In vitro Anubias barteri nana ‘Pangolino’
individual plantlets
tissue culture debris
Preparing tissue culture plants for the aquarium
As usual, tissue culture plants arrive in sealed pots suspended in a nutrient jelly. You rinse off the jelly, separate out the individual plantlets, cutting them apart if necessary and trimming off any debris, then you’re ready to plant. I have noticed that it’s not unusual to get some strange growth patterns included in amongst normal growth form plants with tissue culture pots, presumably because the plants don’t always grow completely correctly in culture. There was a pretty good mass of this material to be removed with the Pangolino, but not to worry, there were still a lot of quality individual plantets to be had.
Planting emersed and submersed
My main goal with the Pangolino is to try to grow it emersed in the river run of the Shrimphaus, where the hope is the small compact leaves will keep it from drying out and will also maintain a reasonable size anubias for the space. Eight of the pangolino plantets are planted emersed in lava rock on the shelf of the river run. With so many nice plantlets I couldn’t resist also planting some submersed – these are the five circled in cyan in the picture. Tissue culture plants are something of a hybrid situation between emersed and submersed growth so we’ll see how those compare as the plants develop.
The Marsilea hirsuta has been a wonderful carpeting plant, but it first went into the Fireplace Aquarium nearly 27 months ago and has started to become problematic. Over long periods of time the marsilea can build up into a mass, I think as newer individual stems try to outgrow the existing carpet layer, so there had been a gradual creeping upwards. Since the marsilea grows as single leaves at the end of a stem it can’t really be trimmed effectively. It is possible to pull out interconnected strands as the plant propagates using runners, however, that tends to drag up surrounding marsilea where it is impossible for the uprooted material to be effectively put back down on the surface. Still, two-plus years is a good run!

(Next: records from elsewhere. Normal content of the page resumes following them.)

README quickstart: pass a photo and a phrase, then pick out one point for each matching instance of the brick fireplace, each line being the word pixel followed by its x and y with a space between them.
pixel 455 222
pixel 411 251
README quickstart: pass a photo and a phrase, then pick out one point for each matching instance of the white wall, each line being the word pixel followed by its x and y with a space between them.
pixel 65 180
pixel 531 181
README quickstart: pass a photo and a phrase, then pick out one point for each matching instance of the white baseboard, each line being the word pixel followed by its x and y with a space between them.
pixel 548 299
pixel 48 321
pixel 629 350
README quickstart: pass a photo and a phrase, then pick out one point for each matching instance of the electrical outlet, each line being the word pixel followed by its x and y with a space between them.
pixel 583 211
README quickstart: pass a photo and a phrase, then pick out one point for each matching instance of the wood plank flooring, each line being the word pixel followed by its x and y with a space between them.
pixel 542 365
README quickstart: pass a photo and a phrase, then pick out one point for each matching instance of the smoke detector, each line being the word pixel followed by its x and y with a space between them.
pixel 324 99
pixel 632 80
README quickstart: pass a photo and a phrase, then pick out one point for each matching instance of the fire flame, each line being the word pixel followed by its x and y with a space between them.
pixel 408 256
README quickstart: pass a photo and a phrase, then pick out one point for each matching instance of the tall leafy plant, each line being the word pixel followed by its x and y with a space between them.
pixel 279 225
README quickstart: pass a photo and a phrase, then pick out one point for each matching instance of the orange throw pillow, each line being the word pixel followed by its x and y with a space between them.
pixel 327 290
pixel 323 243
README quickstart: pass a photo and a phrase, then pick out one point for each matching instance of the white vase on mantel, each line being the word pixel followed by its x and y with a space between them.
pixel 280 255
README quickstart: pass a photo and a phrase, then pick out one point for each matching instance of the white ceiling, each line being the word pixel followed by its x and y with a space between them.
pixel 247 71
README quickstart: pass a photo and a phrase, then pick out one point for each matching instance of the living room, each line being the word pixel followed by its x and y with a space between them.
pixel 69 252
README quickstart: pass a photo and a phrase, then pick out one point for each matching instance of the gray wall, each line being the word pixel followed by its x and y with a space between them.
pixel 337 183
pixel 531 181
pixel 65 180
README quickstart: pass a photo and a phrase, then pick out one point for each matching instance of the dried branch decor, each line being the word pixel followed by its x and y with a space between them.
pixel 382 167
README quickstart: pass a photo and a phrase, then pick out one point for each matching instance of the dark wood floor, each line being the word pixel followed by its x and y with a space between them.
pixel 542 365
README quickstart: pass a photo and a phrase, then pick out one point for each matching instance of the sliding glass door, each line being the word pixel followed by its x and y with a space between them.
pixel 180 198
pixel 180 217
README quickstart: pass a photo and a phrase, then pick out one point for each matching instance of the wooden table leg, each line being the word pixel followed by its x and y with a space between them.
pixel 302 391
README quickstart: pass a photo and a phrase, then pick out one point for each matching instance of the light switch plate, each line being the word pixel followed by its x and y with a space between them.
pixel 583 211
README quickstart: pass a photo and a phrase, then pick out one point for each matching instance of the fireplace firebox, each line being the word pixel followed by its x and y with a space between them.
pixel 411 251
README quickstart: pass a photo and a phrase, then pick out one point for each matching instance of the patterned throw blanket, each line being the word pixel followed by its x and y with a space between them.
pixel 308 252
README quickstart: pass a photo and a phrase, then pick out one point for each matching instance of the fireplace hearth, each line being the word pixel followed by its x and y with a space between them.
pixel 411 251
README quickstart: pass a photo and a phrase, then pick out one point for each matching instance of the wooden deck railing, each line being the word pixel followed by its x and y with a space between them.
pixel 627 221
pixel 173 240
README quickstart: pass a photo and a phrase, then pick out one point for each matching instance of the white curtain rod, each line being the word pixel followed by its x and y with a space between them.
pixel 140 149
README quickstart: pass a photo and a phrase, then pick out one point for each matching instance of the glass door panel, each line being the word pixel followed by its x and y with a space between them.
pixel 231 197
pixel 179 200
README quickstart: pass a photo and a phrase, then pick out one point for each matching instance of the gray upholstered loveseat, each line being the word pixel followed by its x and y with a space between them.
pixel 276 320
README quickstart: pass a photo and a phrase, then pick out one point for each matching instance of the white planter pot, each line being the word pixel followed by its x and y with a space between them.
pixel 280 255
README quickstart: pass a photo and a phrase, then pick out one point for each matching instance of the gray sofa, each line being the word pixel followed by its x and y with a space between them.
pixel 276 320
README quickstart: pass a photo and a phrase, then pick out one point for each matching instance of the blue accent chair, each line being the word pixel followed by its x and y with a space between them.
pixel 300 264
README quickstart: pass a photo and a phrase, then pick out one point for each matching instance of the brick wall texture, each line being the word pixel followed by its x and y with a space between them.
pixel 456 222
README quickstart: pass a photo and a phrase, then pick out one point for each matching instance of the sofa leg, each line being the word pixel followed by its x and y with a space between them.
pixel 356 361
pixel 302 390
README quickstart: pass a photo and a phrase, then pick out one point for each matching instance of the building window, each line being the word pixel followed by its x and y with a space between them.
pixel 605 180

Removing aquarium plants can make a huge, but temporary, mess
(Pro tip: don’t worry about it)
Pulling up the marsilea also released a huge pile of floating debris of all sizes. Part of what might be happening here is that debris becomes trapped between the layer of carpet leaves and the substrate, being very difficult to remove whilst the carpeting plant is in place. In my experience, even though so much rubbish suspended in the water column looks dramatic, it does not adversely affect any of the animal life, and indeed the fish, shrimp and snails seemed quite unperturbed. I followed the uprooting with a large water change (80%+) which cleared quite a bit of suspended debris out, but even so things were pretty opaque. Not to worry and no special measures needed though, the fine debris inevitably clears itself in a day or two.
the day after
the next day
Looking for replacement (aquarium) carpet
I’m going to let things settle for a bit and then probably put in some new carpeting plants where the marsilea was. One consideration is that since the carpet will be inconveniently behind and underneath the mountain, regular trimming will be difficult or impossible. That means some of the fast-growing carpets that need regular trimming to stay nice such as dwarf hairgrass (Eleocharis parvula) or Monte carlo (Micranthemum tweediei ‘Monte Carlo’) would not be good choices. I’m also shy about plants that can get very leggy under lower light conditions. One possibility would be to simply replant some fresh Marsilea hirsuta, or its smaller relative Marsilea crenata. I’m also toying with giving Littorella uniflora another try, where the compare/contrast between growth under low tech (no injected CO2 gas) and high tech (with injected CO2 gas) conditions might be interesting.